Vast Data Inc., an infrastructure startup funded by Dell Technologies Inc. and Goldman Sachs Group Inc., today unveiled a new version of its storage platform that promises to enable faster processing speeds for machine learning models.
New York-based Vast Data is challenging the conventions of how enterprises manage their information. Normally, a storage system has the dual role of safekeeping records and performing low-level data operations such as compression. The startup’s Universal Storage platform separates these two responsibilities, outsourcing compression and other processor-heavy tasks outside the storage system to a discrete cluster of servers that can do the work faster.
The result, according to Vast Data, is a big jump in efficiency. The startup claims its platform can replace the mishmash of different storage systems on which enterprises store their data and in the process simplify maintenance, as well as lower costs.
The newly introduced Universal Storage 2.0 release aims to accentuate these benefits for companies running machine learning workloads. Vast Data has added support for RDMA, a network technology widely used in supercomputers that acts as a kind of data shortcut. It allows a server to access the records sitting on a storage system directly without routing requests through the system’s operating system and processor, which speeds up the task considerably.

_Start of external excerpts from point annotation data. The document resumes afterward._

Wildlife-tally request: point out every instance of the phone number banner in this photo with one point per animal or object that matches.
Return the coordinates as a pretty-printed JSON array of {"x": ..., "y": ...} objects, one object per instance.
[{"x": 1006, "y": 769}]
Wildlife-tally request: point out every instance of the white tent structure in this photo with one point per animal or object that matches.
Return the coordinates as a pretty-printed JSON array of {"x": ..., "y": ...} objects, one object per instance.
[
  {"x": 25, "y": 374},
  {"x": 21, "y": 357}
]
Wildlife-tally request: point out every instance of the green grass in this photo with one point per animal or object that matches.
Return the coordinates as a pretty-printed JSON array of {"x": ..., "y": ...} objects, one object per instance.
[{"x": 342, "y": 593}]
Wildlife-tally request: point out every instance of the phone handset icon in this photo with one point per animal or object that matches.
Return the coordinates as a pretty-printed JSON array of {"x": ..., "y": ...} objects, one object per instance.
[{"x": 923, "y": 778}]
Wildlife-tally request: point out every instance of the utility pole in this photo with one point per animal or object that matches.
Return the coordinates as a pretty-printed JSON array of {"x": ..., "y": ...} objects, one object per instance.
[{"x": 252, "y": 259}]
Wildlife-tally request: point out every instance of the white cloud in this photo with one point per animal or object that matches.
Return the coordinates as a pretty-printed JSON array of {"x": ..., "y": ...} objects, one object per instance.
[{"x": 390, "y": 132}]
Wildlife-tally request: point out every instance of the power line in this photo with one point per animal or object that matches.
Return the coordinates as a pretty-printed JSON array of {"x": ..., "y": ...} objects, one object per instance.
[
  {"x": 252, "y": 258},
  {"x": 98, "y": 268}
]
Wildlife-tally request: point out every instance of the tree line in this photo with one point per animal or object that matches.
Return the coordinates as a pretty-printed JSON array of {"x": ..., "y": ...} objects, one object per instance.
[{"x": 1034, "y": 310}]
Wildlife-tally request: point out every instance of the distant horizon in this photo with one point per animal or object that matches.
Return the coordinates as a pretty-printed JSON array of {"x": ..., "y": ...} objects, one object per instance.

Vast Data claims that the RDMA support is already being tested by an unnamed customer in the auto industry. According to the startup, the carmaker hooked up artificial intelligence servers to its deployment and saw the machines start ingesting data at a rate of over 20 gigabytes per second, more than twice the top speed it managed to achieve before.
Unified Storage 2.0 also adds two other new features. The first is an improved snapshotting feature that enables companies to make copies of their data using less storage capacity, while the other addition is support for what the startup calls asymmetric cluster expansion. This latter enhancement lets enterprises install a wider variety of hardware when they need to add extra capacity or processing power to their Unified Storage deployments.
Vast Data’s value proposition is resonating with chief information officers. In the roughly six months since launching Unified Storage, the startup claims to have inked deals with “dozens” of organizations that currently have more than 50 petabytes of capacity provisioned on the platform.